Tag Archives | Middelboe

Middelboe Chronicles, Part 73: The Boy Who Had No Story

And now we come, at last, to the final installment of the Middelboe Chronicles – appropriately enough, a story about stories: The Boy Who Had No Story (“Animated Tales of the World,” 2003, from Ireland) – and, incidentally, the third story in a row posted here to deal with (inter alia) Noah’s Ark.

Of the 75 Middelboeverse episodes I’ve been able to identify, I’ve now posted 73 here – omitting only Moby Dick and Twelfth Night, which seem to be unavailable online.

And while we’re on the subject of animated adaptations of Irish legends, I want to put in a plug for the remarkably beautiful movie The Secret of Kells (a French-Irish-Belgian production, not part of the variously Welsh-Russian-Spanish-Hungarian Middelboeverse, but clearly a worthy rival thereunto):

Our revels now are ended. (But be of good cheer, the SciFi SongFest continues through Hallowe’en.)

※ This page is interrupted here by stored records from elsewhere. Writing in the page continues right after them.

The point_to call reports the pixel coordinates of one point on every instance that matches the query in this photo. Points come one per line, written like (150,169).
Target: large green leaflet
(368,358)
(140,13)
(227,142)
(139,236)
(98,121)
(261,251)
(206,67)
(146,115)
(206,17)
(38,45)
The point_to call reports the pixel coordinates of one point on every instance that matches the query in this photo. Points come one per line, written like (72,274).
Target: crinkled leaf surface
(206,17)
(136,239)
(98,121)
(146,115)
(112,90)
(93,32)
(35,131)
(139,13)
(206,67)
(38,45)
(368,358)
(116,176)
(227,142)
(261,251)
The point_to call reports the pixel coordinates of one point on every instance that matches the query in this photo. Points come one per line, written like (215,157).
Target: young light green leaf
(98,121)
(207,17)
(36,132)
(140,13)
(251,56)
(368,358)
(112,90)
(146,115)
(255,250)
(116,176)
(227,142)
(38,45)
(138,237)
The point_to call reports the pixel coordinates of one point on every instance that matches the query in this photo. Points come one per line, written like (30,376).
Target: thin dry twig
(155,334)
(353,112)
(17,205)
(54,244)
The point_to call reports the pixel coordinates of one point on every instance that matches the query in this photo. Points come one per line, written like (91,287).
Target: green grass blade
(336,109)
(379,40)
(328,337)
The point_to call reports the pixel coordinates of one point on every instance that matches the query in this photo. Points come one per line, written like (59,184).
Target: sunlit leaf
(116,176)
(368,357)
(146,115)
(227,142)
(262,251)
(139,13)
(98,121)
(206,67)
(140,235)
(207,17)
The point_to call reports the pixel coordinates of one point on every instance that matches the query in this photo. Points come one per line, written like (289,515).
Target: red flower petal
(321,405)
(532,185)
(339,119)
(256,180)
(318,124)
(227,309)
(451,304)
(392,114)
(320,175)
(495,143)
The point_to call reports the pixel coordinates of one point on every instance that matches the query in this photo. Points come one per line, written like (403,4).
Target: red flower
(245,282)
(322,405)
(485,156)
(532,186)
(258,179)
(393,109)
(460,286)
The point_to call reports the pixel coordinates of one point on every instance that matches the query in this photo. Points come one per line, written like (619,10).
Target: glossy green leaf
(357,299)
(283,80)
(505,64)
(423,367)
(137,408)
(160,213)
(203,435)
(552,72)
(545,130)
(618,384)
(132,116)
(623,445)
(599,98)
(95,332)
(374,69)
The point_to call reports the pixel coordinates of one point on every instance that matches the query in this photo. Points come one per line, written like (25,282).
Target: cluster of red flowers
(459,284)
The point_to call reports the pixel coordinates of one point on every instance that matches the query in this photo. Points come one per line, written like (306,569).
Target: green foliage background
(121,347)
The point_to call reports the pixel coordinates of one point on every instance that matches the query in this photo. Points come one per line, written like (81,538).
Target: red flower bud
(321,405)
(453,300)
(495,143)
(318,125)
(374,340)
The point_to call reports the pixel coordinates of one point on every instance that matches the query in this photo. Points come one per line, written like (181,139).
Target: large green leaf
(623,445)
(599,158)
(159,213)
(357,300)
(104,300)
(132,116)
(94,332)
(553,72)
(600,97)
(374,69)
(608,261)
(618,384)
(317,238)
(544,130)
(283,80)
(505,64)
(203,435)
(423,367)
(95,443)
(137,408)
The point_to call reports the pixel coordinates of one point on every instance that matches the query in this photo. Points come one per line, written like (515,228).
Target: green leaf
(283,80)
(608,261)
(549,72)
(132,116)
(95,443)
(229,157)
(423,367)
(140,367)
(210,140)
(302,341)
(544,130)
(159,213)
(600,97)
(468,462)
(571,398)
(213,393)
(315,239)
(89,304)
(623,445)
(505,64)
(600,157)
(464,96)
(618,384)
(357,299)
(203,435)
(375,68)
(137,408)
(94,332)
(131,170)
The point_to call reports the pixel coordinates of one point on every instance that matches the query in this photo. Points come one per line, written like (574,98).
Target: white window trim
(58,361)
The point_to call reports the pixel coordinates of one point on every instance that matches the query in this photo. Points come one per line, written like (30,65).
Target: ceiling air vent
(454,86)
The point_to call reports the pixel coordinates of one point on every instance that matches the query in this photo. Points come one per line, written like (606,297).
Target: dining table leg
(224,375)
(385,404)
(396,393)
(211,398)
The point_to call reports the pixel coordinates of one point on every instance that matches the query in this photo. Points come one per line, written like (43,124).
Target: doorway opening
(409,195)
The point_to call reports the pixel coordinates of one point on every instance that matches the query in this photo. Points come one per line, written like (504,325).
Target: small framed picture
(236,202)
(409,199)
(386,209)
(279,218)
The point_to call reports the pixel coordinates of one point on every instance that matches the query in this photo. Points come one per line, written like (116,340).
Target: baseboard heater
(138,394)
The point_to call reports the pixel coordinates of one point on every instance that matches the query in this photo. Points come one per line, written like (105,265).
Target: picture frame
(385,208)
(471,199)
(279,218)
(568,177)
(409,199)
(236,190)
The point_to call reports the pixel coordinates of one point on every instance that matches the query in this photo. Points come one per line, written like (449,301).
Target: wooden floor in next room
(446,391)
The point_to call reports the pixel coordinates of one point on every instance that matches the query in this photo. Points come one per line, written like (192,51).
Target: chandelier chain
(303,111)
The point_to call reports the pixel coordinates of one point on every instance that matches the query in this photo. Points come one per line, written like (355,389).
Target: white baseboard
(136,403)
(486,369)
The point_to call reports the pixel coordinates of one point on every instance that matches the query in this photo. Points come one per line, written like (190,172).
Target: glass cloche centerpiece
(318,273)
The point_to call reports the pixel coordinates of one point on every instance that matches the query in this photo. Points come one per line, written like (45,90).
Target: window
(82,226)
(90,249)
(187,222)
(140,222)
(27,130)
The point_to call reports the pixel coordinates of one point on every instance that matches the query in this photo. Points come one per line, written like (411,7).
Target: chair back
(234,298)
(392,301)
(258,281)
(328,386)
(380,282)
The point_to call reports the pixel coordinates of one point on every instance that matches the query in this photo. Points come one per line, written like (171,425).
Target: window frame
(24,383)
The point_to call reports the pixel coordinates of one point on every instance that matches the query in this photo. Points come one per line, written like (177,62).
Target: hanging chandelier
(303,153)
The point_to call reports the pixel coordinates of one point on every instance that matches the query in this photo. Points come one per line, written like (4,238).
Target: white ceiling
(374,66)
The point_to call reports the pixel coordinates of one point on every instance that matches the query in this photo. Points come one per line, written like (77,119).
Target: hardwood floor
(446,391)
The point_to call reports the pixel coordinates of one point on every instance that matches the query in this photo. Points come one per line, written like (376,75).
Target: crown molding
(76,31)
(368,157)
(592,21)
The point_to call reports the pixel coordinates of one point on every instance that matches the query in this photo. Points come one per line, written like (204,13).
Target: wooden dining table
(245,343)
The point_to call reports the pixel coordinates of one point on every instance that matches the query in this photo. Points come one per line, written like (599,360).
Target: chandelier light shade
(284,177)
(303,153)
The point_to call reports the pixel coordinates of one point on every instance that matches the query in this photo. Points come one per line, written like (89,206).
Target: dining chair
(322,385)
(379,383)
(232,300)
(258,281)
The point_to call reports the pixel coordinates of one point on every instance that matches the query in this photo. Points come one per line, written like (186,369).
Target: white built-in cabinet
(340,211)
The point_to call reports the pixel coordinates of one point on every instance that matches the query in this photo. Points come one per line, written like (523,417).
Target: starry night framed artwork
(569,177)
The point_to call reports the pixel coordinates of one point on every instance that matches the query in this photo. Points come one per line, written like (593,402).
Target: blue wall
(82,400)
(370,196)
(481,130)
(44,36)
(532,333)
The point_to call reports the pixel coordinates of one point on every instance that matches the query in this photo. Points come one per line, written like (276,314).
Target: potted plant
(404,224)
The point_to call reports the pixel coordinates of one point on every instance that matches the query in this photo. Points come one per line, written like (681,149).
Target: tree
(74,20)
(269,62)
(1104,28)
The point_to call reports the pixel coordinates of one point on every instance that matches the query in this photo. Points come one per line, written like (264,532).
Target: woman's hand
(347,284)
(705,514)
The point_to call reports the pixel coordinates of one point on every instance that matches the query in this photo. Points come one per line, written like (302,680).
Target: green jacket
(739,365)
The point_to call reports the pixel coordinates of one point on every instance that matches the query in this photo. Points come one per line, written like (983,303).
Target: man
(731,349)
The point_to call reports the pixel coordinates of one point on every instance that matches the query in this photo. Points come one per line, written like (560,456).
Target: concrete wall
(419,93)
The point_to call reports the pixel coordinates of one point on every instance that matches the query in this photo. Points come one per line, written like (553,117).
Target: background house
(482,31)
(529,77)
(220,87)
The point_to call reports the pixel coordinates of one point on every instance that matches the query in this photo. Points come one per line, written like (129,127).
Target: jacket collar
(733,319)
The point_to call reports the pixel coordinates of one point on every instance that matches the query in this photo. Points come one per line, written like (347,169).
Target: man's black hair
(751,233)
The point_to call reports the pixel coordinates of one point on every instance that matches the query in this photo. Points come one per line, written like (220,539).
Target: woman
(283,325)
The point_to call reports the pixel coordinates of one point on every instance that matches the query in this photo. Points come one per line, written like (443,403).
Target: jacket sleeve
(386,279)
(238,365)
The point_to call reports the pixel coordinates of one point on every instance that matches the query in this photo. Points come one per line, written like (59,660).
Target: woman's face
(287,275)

Middelboe Chronicles, Part 72: Creation and the Flood

From Chaucer’s parody of Noah’s Ark (in the Miller’s Tale) to the original, here’s Creation and the Flood (“Testament: The Bible in Animation,” 1996), featuring the story of Noah’s Ark but with Genesis 1-3 shoehorned in too, as well as the fall of Lucifer (here identified with both Satan and the serpent of Eden, despite the flimsiness of any biblical basis for that traditional three-way identification):

Incidentally, I’ve seen many visual representations of the Noah’s Ark story, but I have yet to see any that acknowledges the fairly important deviation from popular conceptions that’s implied by Genesis 7:2-3.


Middelboe Chronicles, Part 70: Canterbury Tales – Arriving at Canterbury

“Arriving at Canterbury” (1998), the second of three installments from Chaucer’s Canterbury Tales, adapts the Merchant’s Tale, the Pardoner’s Tale, and the Franklin’s Tale.

The Pardoner’s Tale was one of the inspirations for The Treasure of the Sierra Madre.

The Franklin’s Tale is an interesting case of a courtly-love relationship surviving into marriage, contrary to the standard Laws of Love that supposedly make the two relations incompatible. (I’ll be blogging about this soon.)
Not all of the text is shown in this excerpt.